Me lo merezco. Eso me pasa por no hacer caso a mi olfato (¡esto huele a best seller, no lo compres!) y por creer que Venecia siempre inspira a la creación de obras maestras o, al menos, a la hechura de piezas decorosas. ¡Falso!

Venecia es inconmensurablemente bella en las manos de Thomas Mann, en los ojos de Luchino Visconti, en los cuerpos de Dirk Bogarde y Al Pacino, en la mirada de Silvio Soldini, en la frívola lujuria de Mauro Bolognini -bellamente atemperada por la música de Ennio Morricone-. Pero Venecia se cae, se hunde, cuando la insulta un falso artista, un escribidor sin talento como el tal Peter Harris.

Un best seller siempre caba su propia tumba histórica, antes siquiera de que alguien con el mínimo gusto y con la mínima experiencia lectora abra sus páginas. Un best seller se queda, se agota, se nulifica frente a los ojos y el asombro de su bien definido mercado: los leedores.

¿Cuál es la diferencia entre un lector y un leedor? ¡La misma que hay entre un escucha y un oidor, entre alguien que contempla y alguien que sólo mira!

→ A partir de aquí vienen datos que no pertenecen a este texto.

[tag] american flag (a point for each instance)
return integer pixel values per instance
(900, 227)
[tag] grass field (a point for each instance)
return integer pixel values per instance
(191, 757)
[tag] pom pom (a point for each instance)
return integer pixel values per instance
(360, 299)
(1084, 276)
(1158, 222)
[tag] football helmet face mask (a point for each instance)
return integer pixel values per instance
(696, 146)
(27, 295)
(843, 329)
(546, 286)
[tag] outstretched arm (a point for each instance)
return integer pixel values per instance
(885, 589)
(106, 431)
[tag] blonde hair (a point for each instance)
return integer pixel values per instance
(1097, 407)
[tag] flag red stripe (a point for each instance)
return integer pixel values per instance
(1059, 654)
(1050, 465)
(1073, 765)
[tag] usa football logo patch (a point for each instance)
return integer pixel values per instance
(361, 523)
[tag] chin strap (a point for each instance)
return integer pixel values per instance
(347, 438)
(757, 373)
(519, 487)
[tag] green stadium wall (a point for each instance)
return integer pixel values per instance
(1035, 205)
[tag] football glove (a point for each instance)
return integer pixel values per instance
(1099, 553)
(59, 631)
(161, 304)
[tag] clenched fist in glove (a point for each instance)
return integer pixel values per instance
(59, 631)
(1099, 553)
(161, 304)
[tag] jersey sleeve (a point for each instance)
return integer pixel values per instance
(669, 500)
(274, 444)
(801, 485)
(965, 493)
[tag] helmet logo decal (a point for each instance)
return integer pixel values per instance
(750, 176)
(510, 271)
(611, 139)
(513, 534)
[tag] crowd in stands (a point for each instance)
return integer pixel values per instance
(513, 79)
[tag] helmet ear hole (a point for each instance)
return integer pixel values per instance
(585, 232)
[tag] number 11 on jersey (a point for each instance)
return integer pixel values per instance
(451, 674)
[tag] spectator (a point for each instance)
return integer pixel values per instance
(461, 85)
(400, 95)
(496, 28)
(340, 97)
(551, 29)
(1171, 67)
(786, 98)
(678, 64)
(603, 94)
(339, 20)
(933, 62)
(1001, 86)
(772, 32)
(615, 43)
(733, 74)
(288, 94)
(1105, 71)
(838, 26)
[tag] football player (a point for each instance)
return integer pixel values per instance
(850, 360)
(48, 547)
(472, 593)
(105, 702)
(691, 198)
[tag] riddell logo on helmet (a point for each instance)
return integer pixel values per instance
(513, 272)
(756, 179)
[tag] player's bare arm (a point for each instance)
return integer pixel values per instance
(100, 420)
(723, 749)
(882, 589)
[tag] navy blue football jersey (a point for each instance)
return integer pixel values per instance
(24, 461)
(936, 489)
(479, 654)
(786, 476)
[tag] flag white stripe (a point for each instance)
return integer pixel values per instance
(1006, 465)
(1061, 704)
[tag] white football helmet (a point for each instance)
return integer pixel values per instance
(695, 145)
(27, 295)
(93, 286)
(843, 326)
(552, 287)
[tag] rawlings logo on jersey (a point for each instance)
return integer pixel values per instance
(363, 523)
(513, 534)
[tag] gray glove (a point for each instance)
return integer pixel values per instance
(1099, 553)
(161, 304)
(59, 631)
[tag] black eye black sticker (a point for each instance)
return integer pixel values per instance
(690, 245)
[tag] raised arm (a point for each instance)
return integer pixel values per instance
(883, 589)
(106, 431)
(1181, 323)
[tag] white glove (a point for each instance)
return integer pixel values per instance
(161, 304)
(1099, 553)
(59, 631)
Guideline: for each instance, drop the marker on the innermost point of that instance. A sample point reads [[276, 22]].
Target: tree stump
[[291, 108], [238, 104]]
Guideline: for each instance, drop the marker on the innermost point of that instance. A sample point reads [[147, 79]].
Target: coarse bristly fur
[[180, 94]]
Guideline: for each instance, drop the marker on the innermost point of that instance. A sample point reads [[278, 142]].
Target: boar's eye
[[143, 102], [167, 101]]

El lector, el escucha y el que contempla buscan el inmenso e intenso placer que se genera ante el encuentro de otro ser humano, codificado en palabras, sonidos y trazos (y en ese placer los seres humanos se reinventan todos los días, de manera semejante a la reinvención que provoca el amor y el erotismo).

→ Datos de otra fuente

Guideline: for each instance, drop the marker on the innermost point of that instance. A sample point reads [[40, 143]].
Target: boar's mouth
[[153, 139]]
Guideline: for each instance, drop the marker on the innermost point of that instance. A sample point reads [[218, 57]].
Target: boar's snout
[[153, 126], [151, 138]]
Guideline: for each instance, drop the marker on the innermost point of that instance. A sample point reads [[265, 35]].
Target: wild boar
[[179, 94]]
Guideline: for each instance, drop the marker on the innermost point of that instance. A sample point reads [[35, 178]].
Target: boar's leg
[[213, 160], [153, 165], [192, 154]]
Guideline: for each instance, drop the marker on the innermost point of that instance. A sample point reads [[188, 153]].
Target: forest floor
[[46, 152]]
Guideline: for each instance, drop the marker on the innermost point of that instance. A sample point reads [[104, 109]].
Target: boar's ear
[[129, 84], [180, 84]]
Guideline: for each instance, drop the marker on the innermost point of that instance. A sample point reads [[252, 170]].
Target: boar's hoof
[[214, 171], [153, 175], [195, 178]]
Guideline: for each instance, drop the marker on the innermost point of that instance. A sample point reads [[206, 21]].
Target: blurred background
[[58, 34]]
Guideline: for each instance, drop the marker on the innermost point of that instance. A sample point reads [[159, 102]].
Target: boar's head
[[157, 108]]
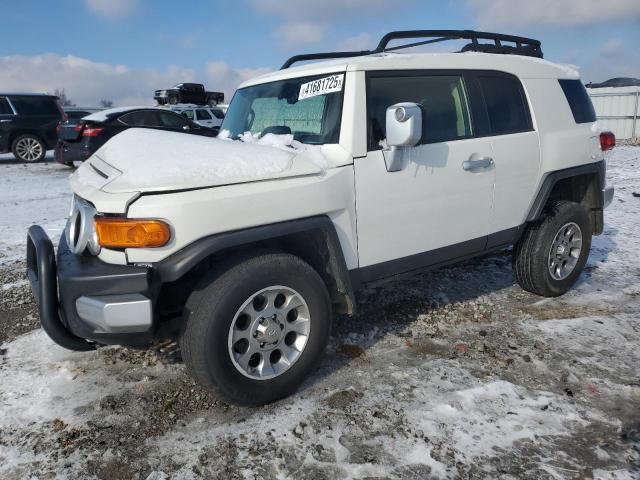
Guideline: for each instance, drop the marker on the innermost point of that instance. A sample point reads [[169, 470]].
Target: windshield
[[310, 108]]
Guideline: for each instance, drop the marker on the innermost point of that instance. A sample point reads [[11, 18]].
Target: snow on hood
[[150, 160]]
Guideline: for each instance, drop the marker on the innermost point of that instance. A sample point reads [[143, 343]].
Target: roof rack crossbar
[[523, 46]]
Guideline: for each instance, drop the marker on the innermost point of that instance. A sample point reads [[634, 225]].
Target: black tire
[[21, 142], [531, 255], [211, 309]]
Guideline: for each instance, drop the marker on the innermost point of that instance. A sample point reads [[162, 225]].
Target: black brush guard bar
[[523, 46], [41, 272]]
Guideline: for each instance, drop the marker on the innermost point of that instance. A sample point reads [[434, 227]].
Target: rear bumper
[[83, 300], [68, 153]]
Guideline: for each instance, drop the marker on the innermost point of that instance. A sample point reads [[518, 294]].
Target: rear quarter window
[[506, 104], [579, 101], [5, 108]]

El leedor, el oidor y el que se conforma con mirar, buscan –en cambio- ser vistos por los demás y por su propia conciencia como personas sensibles y capaces de enfrentarse a la tarea de decodificar la belleza. ¡Pero su conducta es fingida, artificial! Cuando nadie los ve, regresan a la revista Hola, a los discos de Maná y a las manzanas de Marta Chapa. Por eso, son fácil presa de los mercaderes.

El Código Da Vinci, la película (y supongo que el libro también) renueva la viejísima sospecha de que Jesús y María Magdalena tuvieron descendencia (en el filme, una desaprovechada y disminuida Audrey Tautou hace el papel de la heredera reciente de tan noble estirpe, a la que igualmente pertenecen los merovingios).

El tema es de por sí interesante, pero la película lo desaprovecha. Asimismo, desperdicia la posibilidad de reconfigurar a Jesús. Si yo fuera el pontífice de Roma (si me esmero, podría serlo), no me preocuparía tanto de este supuesto anti-catolicismo, porque la película –supongo que el libro también- se queda en lo anecdótico: un policía pelele del Opus Dei (Jan Reno), un obispo manipulador de conciencias (Alfred Molina), un católico pusilánime (Tom Hanks), un pseudo ángel tipo Blade Runner (Paul Bettany) -Rutger Hauer hizo escuela, pero aún no es superado-… y ya. Ningún católico saldrá del cine con la idea de que alguien le ha estado tomando el pelo y se ha aprovechado de su inclinación a creer en algo. El único momento en que algo podría incomodar al Vaticano es cuando el gris Robert Langdom discute con el el excelente Ian McKellen (Sir Leigh Teabing). Este último señala puntualmente que la divinidad de Cristo es una fabricación medieval sin sustento teológico pero con una clara explicación política. ¡Pero, al final, nos enteramos que Teabing está más loco que una cabra!

Si he de elegir entre las películas ante las que el catolicismo institucional refunfuña, me quedo con La última tentación de Cristo (Martin Scorsese, 1988), a la vez que sigo esperando la proyección de Yo te saludo María (Jean-Luc Godard, 1984). En la primera, Jesús duda, Jesús se niega a la mistificación, Jesús es tentado por la vida, Jesús vive una relación neurótica con María Magdalena. En la segunda, María –la madre de Jesús- vive en nuestros tiempos, juega al básquetbol, anda en bicicleta y queda embarazada sin que José, un taxista, la haya conocido aún.

Es curioso, La Iglesia Católica vio con buenos ojos la versión pornográfica de la pasión de Cristo hecha por Mel Gibson. En cambio, a Nikos Kasantzakis, autor de la novela La última tentación de Cristo, lo excomulgó. Y Yo te saludo María lleva veintidós años sin estrenarse en México.

En cuanto a la novela de Down Brown, dudo mucho que esté siquiera a media altura de El nombre de la rosa, de Umberto Eco, o de La tabla de Flandes, de Pérez-Reverte. Así es que, como dije al principio, no pienso leerla.





La panadería restaurante a la que se refiere el primer párrafo de este texto, ya no existe (N. de la R.)